Cook, who claims to be pro-life, has been referred to as a bully by the Texas Right To Life PAC. During a previous session concerning a partial abortion bill, Cook wrote a public letter in support of partial birth abortion for babies with developmental disabilities.
A number of pro life activists, including Hedtke, attended to demand a hearing on House Bill 948 to abolish abortion—which Cook has denied a spot on the committee docket. Following Hedtke’s arrest while she was being processed in jail, Chairman Cook called on her to testify.
Despite one sign outside the committee room and an additional three inside the room, Hedtke decided to Facebook Live the meeting anyway. Prior to the meeting, she was told that House rules trump state law. Hedtke disagreed and read the state law on her Facebook Live feed explaining that state law only allows “reasonable restrictions” that may not impair a person the right granted to record the meeting. Examples of reasonable restrictions given by Hedtke include not shoving a camera in a person’s face and that a camera can’t be set up blocking traffic flow.

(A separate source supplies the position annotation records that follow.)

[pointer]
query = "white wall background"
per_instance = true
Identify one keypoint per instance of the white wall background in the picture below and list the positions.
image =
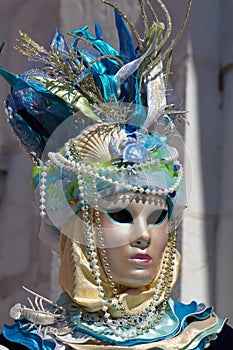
(202, 77)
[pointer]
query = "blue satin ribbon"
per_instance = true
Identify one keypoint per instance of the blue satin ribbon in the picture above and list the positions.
(30, 339)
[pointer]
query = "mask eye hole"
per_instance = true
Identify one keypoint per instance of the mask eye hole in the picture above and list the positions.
(122, 216)
(157, 217)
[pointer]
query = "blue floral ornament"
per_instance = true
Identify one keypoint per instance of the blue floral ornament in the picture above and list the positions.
(135, 153)
(154, 141)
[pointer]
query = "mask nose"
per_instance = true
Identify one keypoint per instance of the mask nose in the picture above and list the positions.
(143, 233)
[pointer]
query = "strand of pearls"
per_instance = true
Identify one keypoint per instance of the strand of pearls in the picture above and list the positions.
(43, 191)
(151, 316)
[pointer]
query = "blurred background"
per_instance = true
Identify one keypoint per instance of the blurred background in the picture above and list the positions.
(202, 81)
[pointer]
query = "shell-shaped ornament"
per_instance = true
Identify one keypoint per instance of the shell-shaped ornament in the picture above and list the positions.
(95, 143)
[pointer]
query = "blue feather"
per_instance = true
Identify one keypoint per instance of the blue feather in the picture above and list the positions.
(127, 51)
(58, 42)
(98, 31)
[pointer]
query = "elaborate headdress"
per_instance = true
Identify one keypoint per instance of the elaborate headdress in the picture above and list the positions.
(98, 127)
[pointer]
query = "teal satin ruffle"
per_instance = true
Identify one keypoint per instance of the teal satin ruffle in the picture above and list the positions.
(176, 318)
(30, 339)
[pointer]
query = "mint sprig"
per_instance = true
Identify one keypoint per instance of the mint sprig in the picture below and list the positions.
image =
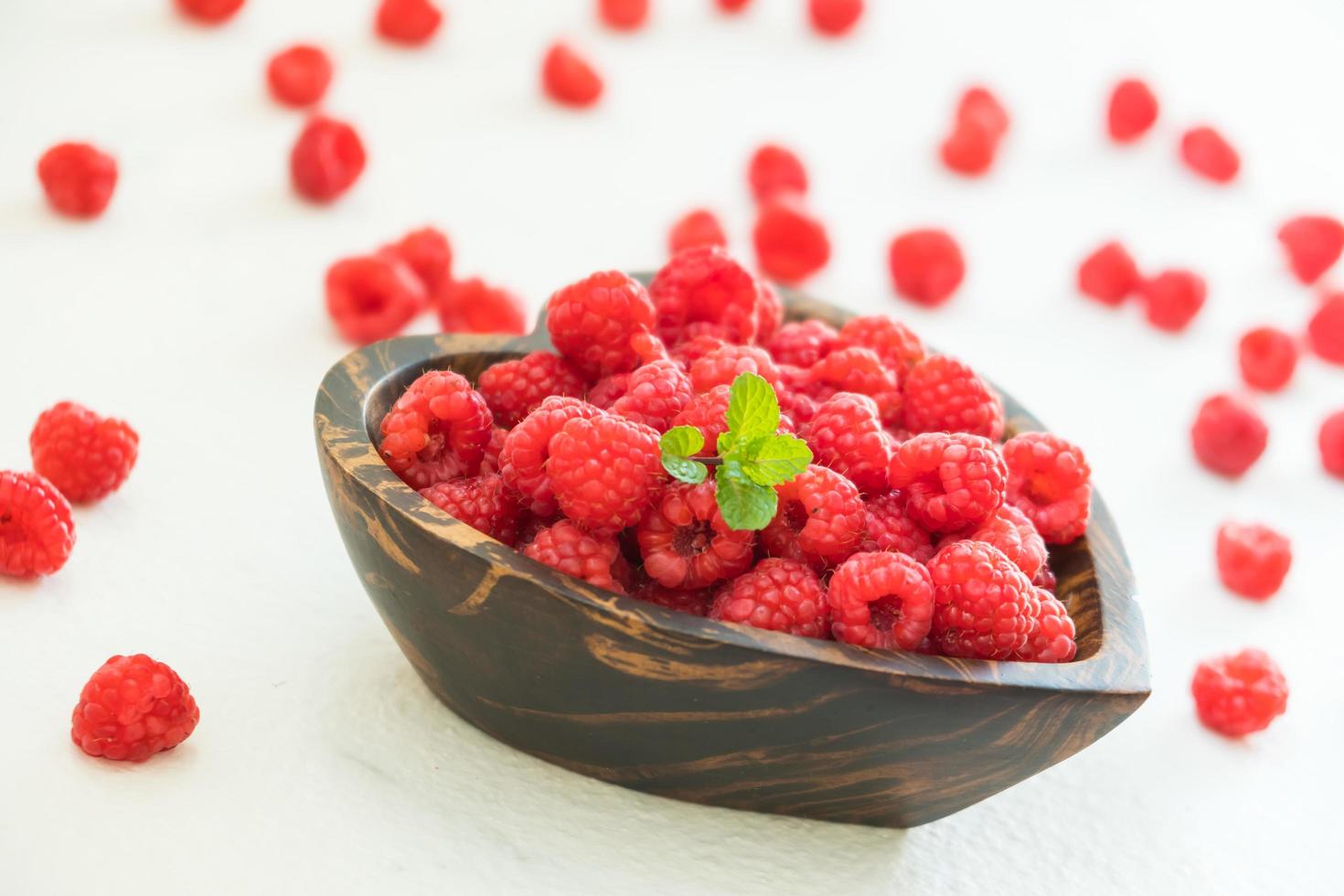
(752, 455)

The Texas law granting attendees the right to record public meetings states:
“A person in attendance may record all or any part of an open meeting of a governmental body by means of a recorder, video camera, or other means of aural or visual reproduction.”
When the Texas Department of Safety (DPS) officers told Hedtke to leave the public committee meeting for recording without the chair’s permission, Hedtke informed them that according to state law, she had a right to record the meeting. DPS responded that she still had to leave for refusing to comply with the chairman’s recording ban. A female officer told Hedtke, “the chairman has the right to make that decision,” referring to the recording ban for uncredentialed media.
Video capturing the event showed DPS officers dragging Hedtke out of the room and ordering her to leave the Capitol. Hedtke refused to leave the Capitol, citing that her rights were being violated and that they were enforcing an illegal rule. DPS told her that she would be charged with criminal trespassing.
Hedtke asserted to DPS that her arrest was unlawful because they were following an unlawful or order by the chairman in violation of state law. Upon refusal to stand up and walk to the transport vehicle on her own, DPS told her that she was going to face a charge of resisting arrest. “If you are going to arrest me, you are going to have to do that yourself,” Hedtke responded. “I’m not going to resist you, but I’m not going to help you.”
As DPS processed her in jail, Hedtke continued to “not resist” by refusing to put on prison garb. She described how DPS pulled off her dress and left her naked in a room with a window where others could see her in full view. She said they eventually taped the window with brown paper bags and later came back in the room to dress her for a mug shot.
Following her mug shot, Hedtke was taken into a padded room where she was stripped down again and left with a mattress and a blanket.
The magistrate dropped the resisting arrest charge for lack of evidence, but maintained the trespassing charge.